This has been bothering me for a few days and I want to know if IABU about this....
I am getting married in a few weeks' time. DH-to-be has a brother who has just proposed to his girlfriend. SIL-to-be and I have known each other for a year or so and we have always got along fine, but lately (especially prior to her getting engaged) she has been quite vocal about what she thinks we should do at the wedding. In particular, she thinks I should have a hen night. I do not want to have one - it's not really my kind of thing - and I have said this to her (on several occasions, as she has been badgering me about it).
A few days ago, DH-to-be said that SIL-to-be had sent him a message saying that he should tell me that she and MIL-to-be are going to take me out for a hen night in the week running up to me wedding. AIBU to be pissed off about this, as (1) she knows full well that I don't want a hen night, (2) if I was going to have a hen night, she wouldn't be the person arranging it for me in any event and it's a bit presumptuous of her to just decide that she is going to do this (3) it's a bit cheeky to say to DH-to-be that he should "tell" me that SIL-to-be and his mother "are going to take me" out - I am not five anymore; if you want to spend an evening with me then extend an invitation to me rather than issue an order to my fiancé and (4) if I was going to have a hen night, surely there ought to be some of my, err, friends there, as opposed to just (future) family?

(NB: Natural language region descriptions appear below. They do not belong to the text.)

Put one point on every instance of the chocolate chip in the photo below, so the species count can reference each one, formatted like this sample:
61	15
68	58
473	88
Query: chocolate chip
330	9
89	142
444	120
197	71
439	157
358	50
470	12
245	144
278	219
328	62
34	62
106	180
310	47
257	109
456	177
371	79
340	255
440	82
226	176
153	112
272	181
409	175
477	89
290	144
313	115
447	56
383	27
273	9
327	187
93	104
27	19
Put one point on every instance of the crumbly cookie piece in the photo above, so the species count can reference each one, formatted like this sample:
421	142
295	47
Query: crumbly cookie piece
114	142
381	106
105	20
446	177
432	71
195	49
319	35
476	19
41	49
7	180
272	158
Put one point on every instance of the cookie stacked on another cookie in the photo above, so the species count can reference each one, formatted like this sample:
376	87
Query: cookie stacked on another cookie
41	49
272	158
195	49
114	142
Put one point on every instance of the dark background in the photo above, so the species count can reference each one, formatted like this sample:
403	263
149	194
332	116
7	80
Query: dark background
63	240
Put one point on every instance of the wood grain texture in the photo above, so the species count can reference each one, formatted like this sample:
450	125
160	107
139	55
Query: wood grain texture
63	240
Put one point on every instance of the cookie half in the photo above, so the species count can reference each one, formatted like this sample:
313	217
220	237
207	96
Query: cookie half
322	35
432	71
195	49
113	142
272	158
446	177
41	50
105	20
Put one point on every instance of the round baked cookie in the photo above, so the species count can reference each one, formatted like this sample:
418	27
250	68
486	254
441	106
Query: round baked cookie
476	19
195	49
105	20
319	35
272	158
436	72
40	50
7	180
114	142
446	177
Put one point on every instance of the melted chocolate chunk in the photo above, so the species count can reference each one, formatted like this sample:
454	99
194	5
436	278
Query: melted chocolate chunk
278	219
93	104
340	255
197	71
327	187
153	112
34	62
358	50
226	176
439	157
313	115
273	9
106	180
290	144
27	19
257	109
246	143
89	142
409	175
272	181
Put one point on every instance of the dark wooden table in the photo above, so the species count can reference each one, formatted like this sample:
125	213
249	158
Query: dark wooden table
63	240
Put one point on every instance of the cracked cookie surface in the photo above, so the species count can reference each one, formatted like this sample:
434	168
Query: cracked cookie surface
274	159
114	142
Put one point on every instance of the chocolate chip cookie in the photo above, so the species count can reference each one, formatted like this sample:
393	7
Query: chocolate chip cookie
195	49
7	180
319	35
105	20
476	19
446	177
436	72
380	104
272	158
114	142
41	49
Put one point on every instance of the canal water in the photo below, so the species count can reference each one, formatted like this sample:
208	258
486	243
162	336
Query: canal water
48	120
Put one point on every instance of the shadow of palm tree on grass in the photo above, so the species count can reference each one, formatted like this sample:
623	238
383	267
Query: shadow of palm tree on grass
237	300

I do get on with her quite well generally and I don't want to make a big thing of this (we are, after all, going to be family). However, this has really pissed me off. I know this is going to seem a bit ungrateful and I realise that some of you will think that she is trying to do a nice thing for me and I should go along and have fun, but I don't want to just roll over and cave in. Whether or not I have a hen night is not her choice to make - and, while in and of itself it is not a big issue, I don't want it to sort of set a precedent that it's ok to override my feelings (I don't want to come over all bridezilla, but surely this sort of thing is my choice and not hers - she will get her chance to have her way when she gets married). So, AIBU - and if any of you have any advice as to how I can handle this tactfully, it would be most welcome!